Bronisława left her husband in 1908 and relocated to Stary Sącz with her mother. She opened an art school, where she sparked controversy with a display of nude studies, leading to the closure of the school a year later. She traveled to Italy, North Africa, and Turkey, and stayed in Rome, Naples, and Sicily, painting landscapes, street scenes, and figurative studies. She became an active member of the Zielony Balonik Cabaret at Jama Michalika in Kraków as well as art cabarets in Lwów, designing and producing political puppets for widely popular shows against imperial censorship. She settled in Kraków at A. Dunajewskiego 1 Street in 1917, towards the end of World War I, and continued her artistic journey in sovereign Poland. Her works in oil were exhibited locally and in Lwów, where her solo show in 1927 featured 140 canvases; her paintings were also exhibited in salons in Warsaw, Prague, Vienna, Rome, Venice, and Florence. In 1939 she was awarded the Gold Cross of Merit by the state.

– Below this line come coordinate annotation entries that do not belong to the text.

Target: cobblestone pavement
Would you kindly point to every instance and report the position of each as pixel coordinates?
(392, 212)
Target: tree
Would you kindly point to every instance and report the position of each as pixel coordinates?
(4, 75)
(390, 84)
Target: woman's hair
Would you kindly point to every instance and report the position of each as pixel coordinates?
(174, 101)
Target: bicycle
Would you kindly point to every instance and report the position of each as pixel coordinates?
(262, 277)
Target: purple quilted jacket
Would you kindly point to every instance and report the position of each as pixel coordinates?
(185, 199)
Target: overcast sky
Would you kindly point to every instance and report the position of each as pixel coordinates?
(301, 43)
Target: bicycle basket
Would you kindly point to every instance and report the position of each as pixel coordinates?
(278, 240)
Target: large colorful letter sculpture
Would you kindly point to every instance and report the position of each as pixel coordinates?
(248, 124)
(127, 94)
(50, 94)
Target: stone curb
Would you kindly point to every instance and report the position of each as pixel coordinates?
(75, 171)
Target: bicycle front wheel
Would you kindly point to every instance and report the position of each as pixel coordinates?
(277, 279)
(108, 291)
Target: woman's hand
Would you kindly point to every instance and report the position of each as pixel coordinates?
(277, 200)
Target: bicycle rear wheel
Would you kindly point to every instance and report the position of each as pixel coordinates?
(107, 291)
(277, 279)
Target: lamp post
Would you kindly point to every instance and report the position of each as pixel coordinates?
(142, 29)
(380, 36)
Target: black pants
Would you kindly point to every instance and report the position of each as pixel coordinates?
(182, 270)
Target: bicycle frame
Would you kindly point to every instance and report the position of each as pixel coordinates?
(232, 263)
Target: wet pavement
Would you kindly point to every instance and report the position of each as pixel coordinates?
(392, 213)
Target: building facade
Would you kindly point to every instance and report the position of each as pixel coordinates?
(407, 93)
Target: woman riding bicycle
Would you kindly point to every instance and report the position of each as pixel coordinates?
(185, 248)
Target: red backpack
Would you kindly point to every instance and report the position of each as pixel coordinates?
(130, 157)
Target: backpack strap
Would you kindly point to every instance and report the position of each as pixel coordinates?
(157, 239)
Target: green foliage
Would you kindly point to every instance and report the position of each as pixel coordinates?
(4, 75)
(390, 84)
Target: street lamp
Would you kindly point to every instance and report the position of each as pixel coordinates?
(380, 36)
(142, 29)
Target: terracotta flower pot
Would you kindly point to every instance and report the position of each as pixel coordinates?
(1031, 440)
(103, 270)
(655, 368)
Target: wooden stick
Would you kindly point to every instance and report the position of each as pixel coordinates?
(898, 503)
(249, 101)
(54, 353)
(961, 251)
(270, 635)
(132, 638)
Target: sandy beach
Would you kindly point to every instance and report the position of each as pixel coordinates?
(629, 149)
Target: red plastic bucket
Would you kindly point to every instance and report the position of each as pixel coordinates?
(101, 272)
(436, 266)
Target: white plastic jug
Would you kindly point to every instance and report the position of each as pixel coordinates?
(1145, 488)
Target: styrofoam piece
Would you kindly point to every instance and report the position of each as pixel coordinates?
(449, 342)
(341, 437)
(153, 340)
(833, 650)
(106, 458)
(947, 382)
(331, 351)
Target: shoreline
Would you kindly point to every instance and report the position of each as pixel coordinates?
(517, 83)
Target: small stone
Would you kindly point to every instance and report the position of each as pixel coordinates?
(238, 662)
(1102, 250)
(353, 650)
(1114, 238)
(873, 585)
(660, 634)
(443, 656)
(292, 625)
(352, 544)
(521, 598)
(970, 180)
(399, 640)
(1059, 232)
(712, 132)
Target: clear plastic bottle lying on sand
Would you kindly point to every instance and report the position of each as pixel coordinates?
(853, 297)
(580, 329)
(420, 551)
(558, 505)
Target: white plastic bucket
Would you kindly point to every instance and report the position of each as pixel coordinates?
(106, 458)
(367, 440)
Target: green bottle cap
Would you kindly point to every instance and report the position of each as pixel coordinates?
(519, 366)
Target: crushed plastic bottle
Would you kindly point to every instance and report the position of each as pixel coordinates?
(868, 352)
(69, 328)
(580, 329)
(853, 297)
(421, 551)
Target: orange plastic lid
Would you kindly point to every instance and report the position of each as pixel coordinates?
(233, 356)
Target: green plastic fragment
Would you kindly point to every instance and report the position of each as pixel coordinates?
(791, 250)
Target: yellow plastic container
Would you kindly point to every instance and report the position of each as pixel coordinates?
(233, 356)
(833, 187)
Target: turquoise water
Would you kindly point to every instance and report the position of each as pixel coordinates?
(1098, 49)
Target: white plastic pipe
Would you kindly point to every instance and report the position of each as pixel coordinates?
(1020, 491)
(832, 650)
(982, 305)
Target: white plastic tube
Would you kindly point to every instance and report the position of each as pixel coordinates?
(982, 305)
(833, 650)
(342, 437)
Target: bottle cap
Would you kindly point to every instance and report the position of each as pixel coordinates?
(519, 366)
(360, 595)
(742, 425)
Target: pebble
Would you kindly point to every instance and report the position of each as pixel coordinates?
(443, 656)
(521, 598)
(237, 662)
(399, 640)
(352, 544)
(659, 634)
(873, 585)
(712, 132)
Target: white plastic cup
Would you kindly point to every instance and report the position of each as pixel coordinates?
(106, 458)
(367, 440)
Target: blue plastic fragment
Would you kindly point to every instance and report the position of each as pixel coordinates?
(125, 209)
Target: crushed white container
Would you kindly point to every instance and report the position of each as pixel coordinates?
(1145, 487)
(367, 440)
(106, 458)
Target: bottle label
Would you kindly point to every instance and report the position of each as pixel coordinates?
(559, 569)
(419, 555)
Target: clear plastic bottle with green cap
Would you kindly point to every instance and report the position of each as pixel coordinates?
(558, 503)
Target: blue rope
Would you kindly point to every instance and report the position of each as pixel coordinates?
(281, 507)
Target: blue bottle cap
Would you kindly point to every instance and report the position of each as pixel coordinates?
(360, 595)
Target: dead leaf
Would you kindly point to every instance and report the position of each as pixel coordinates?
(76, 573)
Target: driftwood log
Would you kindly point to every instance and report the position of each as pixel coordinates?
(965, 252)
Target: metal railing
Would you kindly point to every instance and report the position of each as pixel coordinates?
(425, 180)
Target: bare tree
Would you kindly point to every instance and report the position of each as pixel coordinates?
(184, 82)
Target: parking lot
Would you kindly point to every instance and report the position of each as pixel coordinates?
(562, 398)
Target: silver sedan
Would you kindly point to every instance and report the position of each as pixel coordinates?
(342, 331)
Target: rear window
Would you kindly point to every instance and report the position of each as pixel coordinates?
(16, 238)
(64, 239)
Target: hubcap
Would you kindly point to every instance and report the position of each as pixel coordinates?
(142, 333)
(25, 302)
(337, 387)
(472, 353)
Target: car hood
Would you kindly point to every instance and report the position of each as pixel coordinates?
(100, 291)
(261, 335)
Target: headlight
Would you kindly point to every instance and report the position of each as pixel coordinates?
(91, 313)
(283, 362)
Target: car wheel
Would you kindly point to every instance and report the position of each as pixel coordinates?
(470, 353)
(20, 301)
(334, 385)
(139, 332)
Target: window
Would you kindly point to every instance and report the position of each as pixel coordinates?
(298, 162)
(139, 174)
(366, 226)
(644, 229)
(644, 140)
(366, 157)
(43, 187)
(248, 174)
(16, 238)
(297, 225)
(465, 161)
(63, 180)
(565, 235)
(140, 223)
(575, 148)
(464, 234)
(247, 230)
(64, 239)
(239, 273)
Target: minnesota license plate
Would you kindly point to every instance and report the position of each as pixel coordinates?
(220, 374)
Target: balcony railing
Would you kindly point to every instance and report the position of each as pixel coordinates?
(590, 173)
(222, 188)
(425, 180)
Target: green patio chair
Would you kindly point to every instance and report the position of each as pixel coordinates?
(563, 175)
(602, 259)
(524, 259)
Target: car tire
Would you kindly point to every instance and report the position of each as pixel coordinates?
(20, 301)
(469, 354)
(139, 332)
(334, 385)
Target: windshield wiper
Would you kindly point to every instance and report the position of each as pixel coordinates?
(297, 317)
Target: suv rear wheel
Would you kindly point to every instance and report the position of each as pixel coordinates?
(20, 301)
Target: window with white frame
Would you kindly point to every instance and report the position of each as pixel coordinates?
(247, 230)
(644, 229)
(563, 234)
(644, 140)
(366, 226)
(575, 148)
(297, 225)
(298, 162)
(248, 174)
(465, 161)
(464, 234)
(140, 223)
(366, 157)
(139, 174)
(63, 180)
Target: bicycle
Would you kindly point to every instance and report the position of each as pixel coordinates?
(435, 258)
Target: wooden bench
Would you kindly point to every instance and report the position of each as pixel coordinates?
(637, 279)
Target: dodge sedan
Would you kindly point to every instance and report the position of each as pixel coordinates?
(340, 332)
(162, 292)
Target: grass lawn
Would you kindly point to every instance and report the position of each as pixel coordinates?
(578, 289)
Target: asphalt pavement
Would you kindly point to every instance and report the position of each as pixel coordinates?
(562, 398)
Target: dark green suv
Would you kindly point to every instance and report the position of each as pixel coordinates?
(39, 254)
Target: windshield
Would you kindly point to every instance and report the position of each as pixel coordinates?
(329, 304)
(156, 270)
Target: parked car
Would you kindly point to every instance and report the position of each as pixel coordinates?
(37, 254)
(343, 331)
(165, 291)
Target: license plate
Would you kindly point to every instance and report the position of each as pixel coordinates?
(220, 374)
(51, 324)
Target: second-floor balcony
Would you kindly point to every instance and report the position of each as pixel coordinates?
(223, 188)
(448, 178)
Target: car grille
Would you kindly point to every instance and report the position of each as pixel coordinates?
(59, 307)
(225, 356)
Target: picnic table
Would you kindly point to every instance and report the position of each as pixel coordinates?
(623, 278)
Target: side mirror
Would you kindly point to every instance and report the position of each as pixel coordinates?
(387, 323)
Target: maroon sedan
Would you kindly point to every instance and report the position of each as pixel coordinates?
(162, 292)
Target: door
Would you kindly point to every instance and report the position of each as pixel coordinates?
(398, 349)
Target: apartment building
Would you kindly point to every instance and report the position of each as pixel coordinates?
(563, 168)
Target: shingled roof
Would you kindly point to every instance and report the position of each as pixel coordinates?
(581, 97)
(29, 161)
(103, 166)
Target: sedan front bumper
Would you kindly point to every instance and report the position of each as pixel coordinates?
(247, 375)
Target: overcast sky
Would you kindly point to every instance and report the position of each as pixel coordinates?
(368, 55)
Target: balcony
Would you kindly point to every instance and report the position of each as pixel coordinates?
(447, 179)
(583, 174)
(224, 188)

Rychter-Janowska stopped painting during World War II due to vision-related problems. Her brother died in 1942. She adopted a girl, Matylda Janowska. They starved during the Nazi-Soviet occupation of Poland and little improved after liberation. She received a stipend from the Ministry of Culture, and died in Kraków on 29 September 1953 at the age of 85. For most of her adult life, she kept a diary.